Launching a Medicare Advantage Prescription Drug Plan
Averaging more than 15 years of experience in the healthcare industry, our consultants have worked in a variety of management positions within commercial and government payer organizations, so we understand your challenges firsthand—including competitive pressures, organizational obstacles, and limited resources.
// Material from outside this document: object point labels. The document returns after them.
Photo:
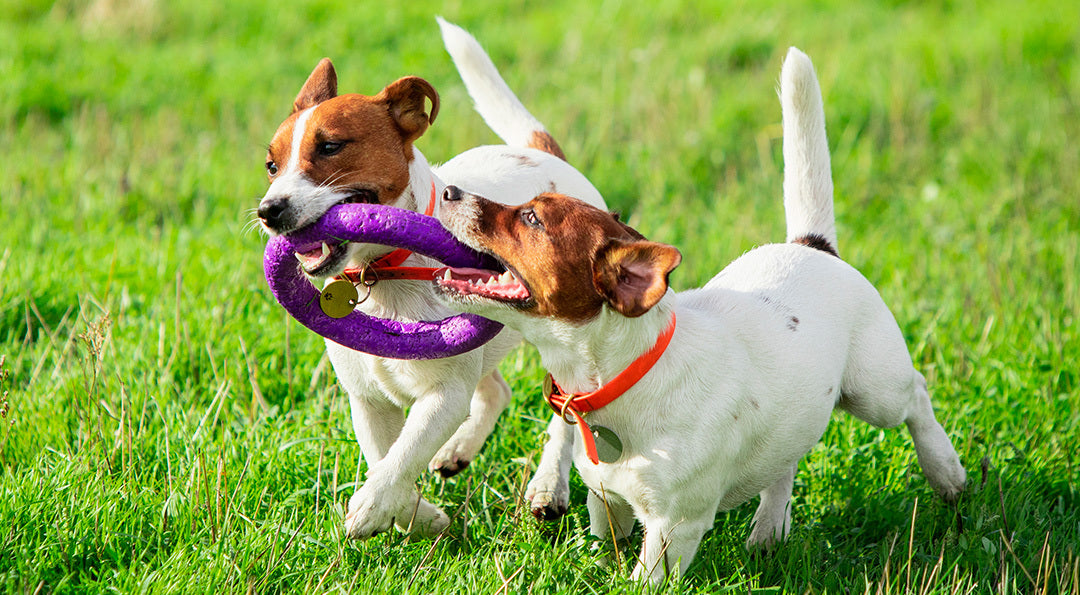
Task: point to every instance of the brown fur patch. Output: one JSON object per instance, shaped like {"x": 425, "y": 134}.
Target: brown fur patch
{"x": 545, "y": 143}
{"x": 817, "y": 242}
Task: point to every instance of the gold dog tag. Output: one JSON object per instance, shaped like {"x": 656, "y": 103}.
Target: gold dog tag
{"x": 608, "y": 445}
{"x": 338, "y": 299}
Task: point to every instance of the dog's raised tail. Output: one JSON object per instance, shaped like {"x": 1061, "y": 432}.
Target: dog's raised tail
{"x": 808, "y": 180}
{"x": 493, "y": 98}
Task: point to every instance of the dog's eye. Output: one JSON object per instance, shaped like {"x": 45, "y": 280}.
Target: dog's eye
{"x": 529, "y": 217}
{"x": 328, "y": 148}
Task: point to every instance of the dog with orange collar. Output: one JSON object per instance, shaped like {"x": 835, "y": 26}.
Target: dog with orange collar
{"x": 696, "y": 402}
{"x": 335, "y": 149}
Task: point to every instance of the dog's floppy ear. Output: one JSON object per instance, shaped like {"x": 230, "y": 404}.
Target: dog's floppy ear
{"x": 406, "y": 100}
{"x": 632, "y": 275}
{"x": 321, "y": 85}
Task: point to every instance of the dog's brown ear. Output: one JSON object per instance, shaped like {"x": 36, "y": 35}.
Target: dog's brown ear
{"x": 406, "y": 99}
{"x": 632, "y": 275}
{"x": 321, "y": 85}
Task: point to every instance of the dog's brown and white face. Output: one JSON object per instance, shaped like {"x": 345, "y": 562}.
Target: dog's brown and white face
{"x": 341, "y": 149}
{"x": 564, "y": 259}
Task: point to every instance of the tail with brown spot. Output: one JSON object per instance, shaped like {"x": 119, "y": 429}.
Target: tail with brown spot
{"x": 493, "y": 98}
{"x": 808, "y": 180}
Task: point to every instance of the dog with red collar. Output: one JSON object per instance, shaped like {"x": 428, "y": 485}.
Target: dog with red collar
{"x": 696, "y": 402}
{"x": 335, "y": 149}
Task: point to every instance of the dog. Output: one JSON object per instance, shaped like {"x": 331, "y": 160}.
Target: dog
{"x": 754, "y": 365}
{"x": 351, "y": 148}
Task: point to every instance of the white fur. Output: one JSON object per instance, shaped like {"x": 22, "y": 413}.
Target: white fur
{"x": 808, "y": 186}
{"x": 759, "y": 359}
{"x": 453, "y": 403}
{"x": 499, "y": 107}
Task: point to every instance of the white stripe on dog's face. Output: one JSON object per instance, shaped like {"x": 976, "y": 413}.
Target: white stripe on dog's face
{"x": 304, "y": 200}
{"x": 294, "y": 151}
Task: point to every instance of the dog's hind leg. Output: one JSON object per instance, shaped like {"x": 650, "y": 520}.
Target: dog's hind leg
{"x": 670, "y": 545}
{"x": 936, "y": 456}
{"x": 881, "y": 388}
{"x": 773, "y": 517}
{"x": 488, "y": 401}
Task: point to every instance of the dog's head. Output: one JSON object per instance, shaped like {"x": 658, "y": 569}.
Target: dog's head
{"x": 336, "y": 149}
{"x": 563, "y": 258}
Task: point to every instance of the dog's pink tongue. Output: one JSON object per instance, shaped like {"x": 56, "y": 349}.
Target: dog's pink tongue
{"x": 311, "y": 259}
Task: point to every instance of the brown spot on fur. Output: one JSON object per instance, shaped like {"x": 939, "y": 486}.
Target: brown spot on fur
{"x": 545, "y": 143}
{"x": 525, "y": 161}
{"x": 817, "y": 242}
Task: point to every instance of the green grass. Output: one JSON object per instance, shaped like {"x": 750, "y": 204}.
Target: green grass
{"x": 166, "y": 428}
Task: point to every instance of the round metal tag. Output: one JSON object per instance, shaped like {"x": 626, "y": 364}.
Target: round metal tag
{"x": 608, "y": 445}
{"x": 338, "y": 299}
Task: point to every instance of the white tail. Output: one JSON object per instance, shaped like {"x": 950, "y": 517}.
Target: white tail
{"x": 808, "y": 181}
{"x": 493, "y": 98}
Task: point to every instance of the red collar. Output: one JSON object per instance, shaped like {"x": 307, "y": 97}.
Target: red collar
{"x": 580, "y": 403}
{"x": 389, "y": 266}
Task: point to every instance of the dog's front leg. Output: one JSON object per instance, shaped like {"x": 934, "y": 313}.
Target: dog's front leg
{"x": 549, "y": 490}
{"x": 388, "y": 496}
{"x": 610, "y": 521}
{"x": 489, "y": 399}
{"x": 670, "y": 545}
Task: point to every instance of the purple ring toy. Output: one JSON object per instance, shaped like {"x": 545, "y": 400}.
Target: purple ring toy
{"x": 391, "y": 227}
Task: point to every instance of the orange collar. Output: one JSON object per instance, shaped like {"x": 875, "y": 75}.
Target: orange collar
{"x": 389, "y": 266}
{"x": 581, "y": 403}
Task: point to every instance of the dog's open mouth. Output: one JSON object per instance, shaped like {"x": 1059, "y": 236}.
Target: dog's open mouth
{"x": 323, "y": 258}
{"x": 504, "y": 286}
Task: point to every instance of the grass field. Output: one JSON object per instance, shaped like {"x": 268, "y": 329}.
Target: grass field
{"x": 166, "y": 428}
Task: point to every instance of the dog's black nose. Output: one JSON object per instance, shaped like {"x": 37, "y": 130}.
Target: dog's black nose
{"x": 272, "y": 211}
{"x": 453, "y": 193}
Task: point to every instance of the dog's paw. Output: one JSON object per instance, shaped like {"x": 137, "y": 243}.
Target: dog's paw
{"x": 458, "y": 451}
{"x": 373, "y": 512}
{"x": 547, "y": 501}
{"x": 422, "y": 518}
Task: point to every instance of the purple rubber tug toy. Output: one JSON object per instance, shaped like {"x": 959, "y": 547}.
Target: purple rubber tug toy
{"x": 391, "y": 227}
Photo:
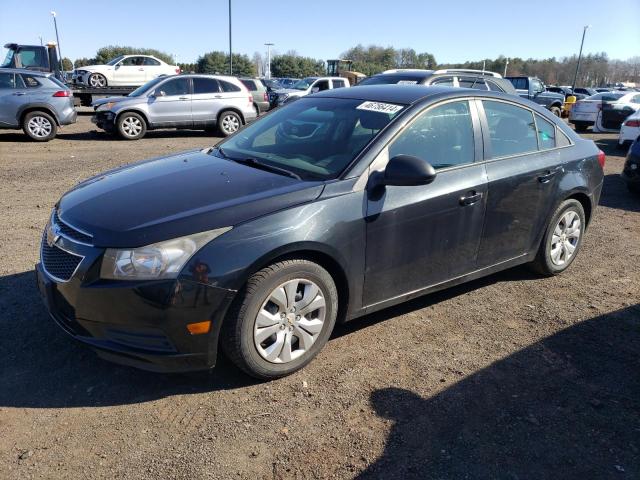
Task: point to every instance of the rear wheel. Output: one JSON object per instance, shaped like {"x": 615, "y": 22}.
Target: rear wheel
{"x": 39, "y": 126}
{"x": 131, "y": 126}
{"x": 281, "y": 320}
{"x": 562, "y": 239}
{"x": 229, "y": 123}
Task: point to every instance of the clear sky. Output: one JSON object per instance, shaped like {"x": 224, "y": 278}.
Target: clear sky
{"x": 452, "y": 31}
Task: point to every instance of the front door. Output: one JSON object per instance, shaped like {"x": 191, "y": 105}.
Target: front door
{"x": 171, "y": 104}
{"x": 522, "y": 176}
{"x": 421, "y": 236}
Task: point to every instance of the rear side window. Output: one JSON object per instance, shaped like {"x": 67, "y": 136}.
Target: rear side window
{"x": 546, "y": 133}
{"x": 443, "y": 136}
{"x": 7, "y": 80}
{"x": 30, "y": 81}
{"x": 250, "y": 84}
{"x": 229, "y": 87}
{"x": 512, "y": 129}
{"x": 205, "y": 85}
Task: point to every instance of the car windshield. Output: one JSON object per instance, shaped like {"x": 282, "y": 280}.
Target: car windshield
{"x": 313, "y": 138}
{"x": 113, "y": 61}
{"x": 606, "y": 96}
{"x": 7, "y": 59}
{"x": 388, "y": 79}
{"x": 303, "y": 84}
{"x": 145, "y": 88}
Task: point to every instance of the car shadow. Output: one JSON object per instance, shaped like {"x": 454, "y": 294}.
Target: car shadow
{"x": 615, "y": 194}
{"x": 567, "y": 406}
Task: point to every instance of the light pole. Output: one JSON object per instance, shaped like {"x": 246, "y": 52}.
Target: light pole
{"x": 230, "y": 49}
{"x": 55, "y": 24}
{"x": 269, "y": 45}
{"x": 575, "y": 77}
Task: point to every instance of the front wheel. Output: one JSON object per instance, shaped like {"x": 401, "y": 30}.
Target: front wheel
{"x": 562, "y": 239}
{"x": 281, "y": 320}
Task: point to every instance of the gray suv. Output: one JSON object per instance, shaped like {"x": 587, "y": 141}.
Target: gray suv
{"x": 199, "y": 102}
{"x": 36, "y": 102}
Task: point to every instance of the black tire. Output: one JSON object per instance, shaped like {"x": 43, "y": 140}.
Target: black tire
{"x": 131, "y": 126}
{"x": 39, "y": 126}
{"x": 237, "y": 336}
{"x": 97, "y": 80}
{"x": 543, "y": 263}
{"x": 229, "y": 122}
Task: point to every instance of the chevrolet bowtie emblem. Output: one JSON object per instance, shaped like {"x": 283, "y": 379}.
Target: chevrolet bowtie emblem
{"x": 53, "y": 234}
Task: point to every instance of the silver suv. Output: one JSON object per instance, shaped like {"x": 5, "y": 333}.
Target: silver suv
{"x": 200, "y": 102}
{"x": 36, "y": 102}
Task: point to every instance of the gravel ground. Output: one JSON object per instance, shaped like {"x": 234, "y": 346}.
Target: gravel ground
{"x": 512, "y": 376}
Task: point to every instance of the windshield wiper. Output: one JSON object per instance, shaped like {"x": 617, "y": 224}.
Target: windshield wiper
{"x": 254, "y": 162}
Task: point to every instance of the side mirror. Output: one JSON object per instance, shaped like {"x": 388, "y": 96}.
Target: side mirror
{"x": 408, "y": 171}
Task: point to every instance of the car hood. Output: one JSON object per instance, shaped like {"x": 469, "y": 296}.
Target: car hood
{"x": 173, "y": 196}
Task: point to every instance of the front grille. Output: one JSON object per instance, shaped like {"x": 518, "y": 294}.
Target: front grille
{"x": 58, "y": 263}
{"x": 71, "y": 232}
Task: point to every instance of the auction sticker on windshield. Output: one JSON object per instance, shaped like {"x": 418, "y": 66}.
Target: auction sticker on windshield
{"x": 379, "y": 107}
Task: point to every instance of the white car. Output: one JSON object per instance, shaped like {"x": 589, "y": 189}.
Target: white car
{"x": 585, "y": 112}
{"x": 125, "y": 70}
{"x": 630, "y": 129}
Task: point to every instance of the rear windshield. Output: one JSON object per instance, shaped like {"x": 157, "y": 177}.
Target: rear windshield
{"x": 389, "y": 79}
{"x": 314, "y": 138}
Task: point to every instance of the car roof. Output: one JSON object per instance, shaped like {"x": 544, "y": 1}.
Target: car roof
{"x": 26, "y": 70}
{"x": 402, "y": 94}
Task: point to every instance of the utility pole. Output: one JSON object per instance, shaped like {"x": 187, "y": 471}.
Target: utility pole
{"x": 230, "y": 49}
{"x": 269, "y": 45}
{"x": 55, "y": 24}
{"x": 575, "y": 77}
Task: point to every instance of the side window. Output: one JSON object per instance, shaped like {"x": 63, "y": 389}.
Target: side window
{"x": 546, "y": 133}
{"x": 512, "y": 129}
{"x": 442, "y": 135}
{"x": 7, "y": 80}
{"x": 493, "y": 86}
{"x": 177, "y": 86}
{"x": 229, "y": 87}
{"x": 30, "y": 81}
{"x": 443, "y": 82}
{"x": 205, "y": 85}
{"x": 471, "y": 82}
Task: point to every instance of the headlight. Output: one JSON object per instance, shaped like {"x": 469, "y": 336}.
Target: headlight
{"x": 156, "y": 261}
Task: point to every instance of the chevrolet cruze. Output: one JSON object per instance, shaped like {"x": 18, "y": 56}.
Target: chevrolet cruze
{"x": 337, "y": 205}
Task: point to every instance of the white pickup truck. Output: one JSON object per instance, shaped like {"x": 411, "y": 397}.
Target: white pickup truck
{"x": 307, "y": 86}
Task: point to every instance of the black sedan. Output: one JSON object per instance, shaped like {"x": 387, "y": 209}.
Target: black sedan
{"x": 338, "y": 205}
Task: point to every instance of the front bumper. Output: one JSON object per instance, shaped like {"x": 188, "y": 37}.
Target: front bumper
{"x": 140, "y": 324}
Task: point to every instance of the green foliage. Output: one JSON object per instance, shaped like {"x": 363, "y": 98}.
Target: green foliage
{"x": 294, "y": 66}
{"x": 218, "y": 62}
{"x": 104, "y": 54}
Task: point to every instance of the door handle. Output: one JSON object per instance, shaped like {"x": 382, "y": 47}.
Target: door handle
{"x": 547, "y": 176}
{"x": 470, "y": 199}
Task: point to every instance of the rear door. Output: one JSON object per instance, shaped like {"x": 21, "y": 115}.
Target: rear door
{"x": 171, "y": 104}
{"x": 207, "y": 100}
{"x": 523, "y": 167}
{"x": 11, "y": 98}
{"x": 421, "y": 236}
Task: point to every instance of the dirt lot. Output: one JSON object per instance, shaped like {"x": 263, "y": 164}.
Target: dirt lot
{"x": 512, "y": 376}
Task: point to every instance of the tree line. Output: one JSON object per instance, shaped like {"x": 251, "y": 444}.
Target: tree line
{"x": 595, "y": 69}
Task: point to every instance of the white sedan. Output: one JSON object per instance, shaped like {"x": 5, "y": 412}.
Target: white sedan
{"x": 630, "y": 129}
{"x": 125, "y": 70}
{"x": 585, "y": 112}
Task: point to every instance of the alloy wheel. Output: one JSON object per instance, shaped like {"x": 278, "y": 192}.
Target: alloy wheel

A Medicare Advantage Prescription Drug (MA-PD) Plan, focused on addressing the healthcare needs of underserved seniors, sought assistance from the Change Healthcare Consulting team for startup activities including advice on securing regulatory approvals, developing and contracting the provider network, and establishing policies and procedures. Plan leadership aggressively targeted go-live with a short five-month timeline and chose to work with a platform that included HealthEdge® solutions HealthRules® Payor, HealthRules® CareManager, HealthRules® Connector, HealthRules® Answers(TM), and HealthRules® Answers Ad Hoc to support claims and care management. This plan wrapped with other vendor solutions, including WIPRO for enrollment, Appeals and Grievance, EDPS & RAPS, along with Revenue Reconciliation, print/fulfillment, EDI gateway, mailroom, claims imaging, ClaimsXten(TM) solution, and InterQual® clinical criteria. The client had two required CMS back-to-back deadlines—the first was for enrollment and the second was to accept and process claims and authorization requests—both with short turnaround times. By the time work began on the implementation, the first deadline loomed only three months away.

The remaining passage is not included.